Kligler showed the ineffectiveness of previous methods used for the control of malaria in the country, namely, planting of Eucalyptus trees to dry the marshes, and the provision of Quinine prophylaxis for preventing infection. Kligler focused his studies on the larval stage of the mosquito life-cycle. He studied the prevalence of various Anopheles species, their biology and nesting grounds, tested different methods of eradication and selected the appropriate measures, taking into account their efficiency and cost.

His work demonstrated that drainage of the swamps alone would have had little effect on the malaria, because the mosquitoes breed in small pools of water, which even the most elaborate system of drainage would not have reached. It was subsequently pointed out that at least half of the malaria could be ascribed simply to human carelessness and neglect. This resulted in such an improvement to the quality of the land with respect to malaria and marshes that agriculture could be introduced safely.

One of the new methods he initiated was the introduction of Gambusia fish to water sources in the country in 1923. The use of larvivorous fish to diminish mosquito populations was already well known at that time, e.g., the importance lies in the protocols used to define which of the known species of Gambusia was best suited to the local conditions. The fish effectively reduced the number of mosquito larva surviving into adulthood. The result, combined with drainage techniques, was the almost total eradication of malaria in the upper Jordan Valley, i.e. the Huleh area, north of the Sea of Galilee. (Note: see Gachelin's reference to Kligler 1925-26 work on the epidemiology of malaria in Palestine)

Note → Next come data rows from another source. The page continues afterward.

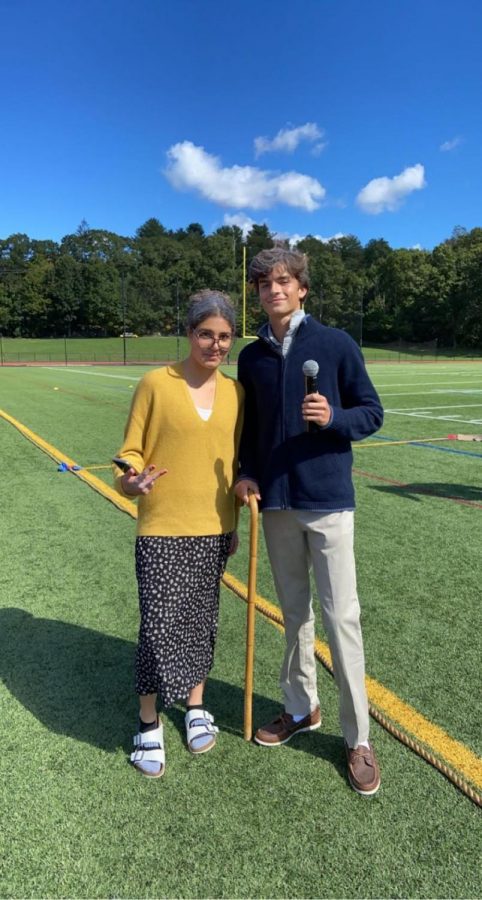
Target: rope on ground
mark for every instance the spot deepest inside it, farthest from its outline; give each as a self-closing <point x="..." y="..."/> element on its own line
<point x="276" y="616"/>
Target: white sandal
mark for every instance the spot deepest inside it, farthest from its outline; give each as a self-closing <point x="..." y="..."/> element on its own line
<point x="199" y="726"/>
<point x="149" y="749"/>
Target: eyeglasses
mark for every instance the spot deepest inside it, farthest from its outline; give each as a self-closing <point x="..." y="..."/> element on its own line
<point x="208" y="339"/>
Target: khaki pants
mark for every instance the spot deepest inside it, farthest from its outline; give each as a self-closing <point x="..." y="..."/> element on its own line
<point x="297" y="540"/>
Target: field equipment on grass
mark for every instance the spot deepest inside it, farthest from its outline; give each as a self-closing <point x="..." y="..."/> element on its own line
<point x="251" y="612"/>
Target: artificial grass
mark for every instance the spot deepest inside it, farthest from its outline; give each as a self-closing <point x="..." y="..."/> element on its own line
<point x="240" y="821"/>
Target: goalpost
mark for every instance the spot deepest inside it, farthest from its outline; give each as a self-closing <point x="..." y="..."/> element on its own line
<point x="251" y="336"/>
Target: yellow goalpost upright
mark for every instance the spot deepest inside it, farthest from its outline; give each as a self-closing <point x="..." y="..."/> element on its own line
<point x="253" y="336"/>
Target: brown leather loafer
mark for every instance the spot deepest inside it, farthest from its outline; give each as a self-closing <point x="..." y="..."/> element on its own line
<point x="363" y="770"/>
<point x="284" y="727"/>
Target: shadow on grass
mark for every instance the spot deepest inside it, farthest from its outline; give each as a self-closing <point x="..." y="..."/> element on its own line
<point x="80" y="683"/>
<point x="457" y="492"/>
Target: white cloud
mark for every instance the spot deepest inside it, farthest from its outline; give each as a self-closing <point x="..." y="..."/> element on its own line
<point x="245" y="223"/>
<point x="387" y="194"/>
<point x="288" y="139"/>
<point x="296" y="238"/>
<point x="451" y="145"/>
<point x="191" y="168"/>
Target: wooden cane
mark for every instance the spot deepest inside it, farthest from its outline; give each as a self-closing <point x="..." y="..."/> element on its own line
<point x="248" y="677"/>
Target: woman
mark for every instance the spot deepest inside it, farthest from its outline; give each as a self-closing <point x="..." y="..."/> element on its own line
<point x="180" y="447"/>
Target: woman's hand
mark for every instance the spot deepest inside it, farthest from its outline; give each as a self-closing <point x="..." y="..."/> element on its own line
<point x="135" y="484"/>
<point x="243" y="488"/>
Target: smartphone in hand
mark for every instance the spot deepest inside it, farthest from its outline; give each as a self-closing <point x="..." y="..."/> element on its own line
<point x="122" y="463"/>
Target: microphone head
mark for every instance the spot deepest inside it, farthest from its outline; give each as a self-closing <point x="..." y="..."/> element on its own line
<point x="310" y="368"/>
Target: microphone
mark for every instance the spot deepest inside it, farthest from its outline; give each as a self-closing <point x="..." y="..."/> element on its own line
<point x="310" y="371"/>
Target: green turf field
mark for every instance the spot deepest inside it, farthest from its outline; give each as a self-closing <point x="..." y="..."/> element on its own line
<point x="154" y="348"/>
<point x="241" y="821"/>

In 1925, Kligler stated in a preliminary report that between 1922 and 1925, new malaria incidences had declined tenfold. In reality, the incidence rate had dropped to zero in most places in the upper Galilee and Jezreel Valley. Between 1922 and 1926, there was almost complete elimination of Anopheles and malaria in those areas. The achievements of Kligler and his staff in combating malaria were brought to the attention of the Health Organization, an agency of the League of Nations, the predecessor of the World Health Organization, which in May 1925 sent a delegation to Mandatory Palestine. (Figure 4) The delegation gave international recognition to the importance of anti-malarial activity conducted in the country. Kligler lectured on the war against malaria in Mandatory Palestine at the first international malaria conference held in Rome in October 1925; in the lecture he described the main effort is directed towards destruction of breeding places of mosquitoes. In 1927, he founded the "Malaria Research Station" of the Hebrew University in Rosh Pina, where pioneering fieldwork was carried out relating to the eradication of malaria. Two years later, he appointed Dr. Gideon Mer as the station manager and together they published a series of articles on malaria.

In a 1932 report, Kligler stated the disease was largely controlled in Jewish and neighboring Arab villages. In non-Jewish regions, malaria was still common. Kligler wrote that nevertheless, “tremendous progress has been made in the last ten years toward the control and, in many places, the elimination of this scourge.” In a 1936 Memorandum to the United Nations Special Committee, the British Administration reported census numbers and stated that the anti-malaria campaign was a factor in helping to increase the Arab population in Palestine.